Why should I join the OBEA?

"Membership is doing for yourself what you cannot do by yourself.  It is an investment in your future.  It is not a purchase or a donation.  Consider membership for its longe-range benefits rather than immediate results."

Association membership--local, state, and national--represents the chance to do more for public education and your students than you could ever do alone. When you join your local association, you are joining together with nearly 196,000 people across this state who have different ideas, opinions, and interests, but who all care about public education.

People join their Association for many reasons.

We become better educators.

  • Members have access at the local, state, and national levels to professional development classes and publications.
  • Members are connected to their colleagues through local activities, state and national conferences, online resources, publications, and countless other sources.
  • Members have access to leadership and advocacy training.

We help our students and public education.

  • We bargain locally to enhance employee quality, working conditions and to address instructional issues such as class size and time to teach.
  • We lobby the state Legislature and the U.S. Congress for quality education for all children.
  • We're involved in textbook and curriculum committees locally, as well as professional standards boards and education reform panels at the state and national levels.

We have protection for our legal and contractual rights.

  • We work at the local and state levels to enhance working conditions and salary, and to work on other relevant issues.
  • We work to protect you from being treated unfairly or arbitrarily.
  • NEA membership provides a $1 million employment liability insurance.

We have a great collective voice.

  • Together we can do more than we can individually. Together we can send a united message to advocate for students and public education. Together we can influence the organization, the profession and the people who make education decisions.

What does the Association do for me?

  • Negotiates your contract – improves it and fights off attempts to strip it.
  • Protects you from improper and illegal dismissal or suspension.
  • Represents you in Trenton.
  • Stops yearly attempts to return jobs to political patronage.
  • Continues to liberalize your retirement benefits.
  • Provides full-time professional staff alerted to your professional needs in the speed of a phone call.
  • Floods the state with image-building billboards, news releases, features, educational materials, koffee klatches.
  • Puts on an annual battle to win subsidy money for school districts and colleges (directly benefits your contract).
  • Enforces your contract through your request.
  • In case of trouble, provides staff and legal assistance as appropriate.
  • Analyzes your district’s budget to find funds that otherwise would be hidden from the negotiators of your contract.
  • Provides low-cost insurance plans.
  • Trains your local leaders in techniques of bargaining your contract; protecting it from abuse; advising you in safeguarding your job, retirement income, teaching conditions.

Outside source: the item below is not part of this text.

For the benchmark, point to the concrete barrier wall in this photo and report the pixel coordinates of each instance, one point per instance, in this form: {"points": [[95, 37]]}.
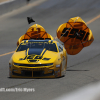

NJEA also advocates for you in many ways.

  • NJEA provides a multitude of professional development opportunities, such as the NJEA Convention.
  • NJEA lobbyists pursue legislation that protects our members and public schools.
  • NJEA members are eligible to receive scores of discounts through the Consumer Services program.
  • NJEA publications provide up-to-date information on issues affecting members and their professional careers.
  • NJEA field staff bring negotiations expertise to your local’s doorstep.

These are only a few of the services brought to you from NJEA headquarters and 21 UniServ offices located across the state.

What do my membership dues cost?

What services do the NJEA members need?

According to the NJEA Strategic Poll, members are clear about their needs. Their top 10 priorities for NJEA are:

  1. Protect our pensions and retirement health benefits.
  2. Protect our legal, contractual, and tenure rights.
  3. Negotiate our salaries and benefits.
  4. Work to raise academic standards in our schools.
  5. Promote safety in our schools.
  6. Encourage parental involvement.
  7. Communicate with members.
  8. Work for more support when special needs students are mainstreamed into our classrooms.
  9. Help us improve our professional skills.
  10. Help increase funding for our schools.